Zeitgemäßer Jugendmedienschutz müsse diesen Risiken Rechnung tragen und auch auf Geräten wie Smartphones dafür sorgen, dass junge User das Netz „unbeschwert“ nutzen können. „Dazu brauchen wir auch ein technisches System, das altersgerechten Schutz bietet, fortschrittliche Mechanismen der Inhaltserkennung einbezieht und einfach zu verwalten ist.“

Schon die seit Mai 2018 europaweit geltende Datenschutz-Grundverordnung (DSGVO) verlangt von Social-Media-Plattformen, Altersangaben zu verifizieren. Bei Unter-16-Jährigen müssen demnach angemessene Anstrengungen unternommen werden, das Einverständnis der Eltern für die Nutzung einzuholen. Hier gibt es offenbar etliche Mängel, wie eine Studie von jugendschutz.net (Stand: Juni 2018) zeigt.

Das gemeinsame „Kompetenzzentrum“ von Bund und Ländern für den Schutz von Kindern und Jugendlichen im Internet hat das Mindestalter, das YouTube, Instagram, Snapchat, Facebook, Twitter und Tumblr jeweils festlegen, anhand ihrer Geschäftsbedingungen, Richtlinien und Altersklassifizierungen in den App-Stores ausgewertet. Überprüft wurde auch, wie die Betreiber Altersprüfungen durchführen sowie ob und wie sie die elterliche Zustimmung einholen.

Das Ergebnis ist ernüchternd: Demnach variieren die Angaben zum Mindestalter und „sorgen nicht nur bei Eltern wegen der offensichtlichen Widersprüchlichkeit für Verwirrung“, heißt es in der Untersuchung. Die Apps der Dienste seien meistens mit „ab 12 Jahren“ klassifiziert, während die AGB eine Nutzung der Dienste für unter 16-Jährige untersagen. „Eine Kontrolle des Alters findet bei keinem Dienst statt, es gibt auch keine Überprüfungen bei unter 16-Jährigen, ob ihre Eltern der Nutzung zugestimmt haben oder nicht.“

Familienministerin Giffey verspricht in der Studie „Regelungen, die Betreiber im In- und Ausland zu Safety by Design verpflichten“. Die Grünen-Politikerin Rößner sprach sich dafür aus die Altersprüfungen im Jugendschutz bundesweit zu vereinheitlichen.

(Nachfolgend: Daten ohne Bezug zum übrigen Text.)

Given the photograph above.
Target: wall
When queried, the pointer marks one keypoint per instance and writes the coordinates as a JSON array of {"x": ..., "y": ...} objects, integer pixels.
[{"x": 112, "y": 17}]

„Angesichts der Herausforderungen im Internet sind einheitliche Regelungen sinnvoll, und über die Aufteilung der Zuständigkeiten sollte diskutiert werden“, sagte sie. „Wenn Giffey es also wirklich ernst meint - und es nicht nur reines Wahlkampfgeplänkel ist, muss sie sich vor allem mit den Ländern auseinandersetzen.“ Und das ist ein mühsamer Prozess, an dem schon einige ihrer Vorgängerinnen gescheitert sind.“

Giffey ist optimistisch: Ende des Jahres solle ein erster Entwurf für ein neues Jugendmedienschutzgesetz vorgelegt werden, sagte sie.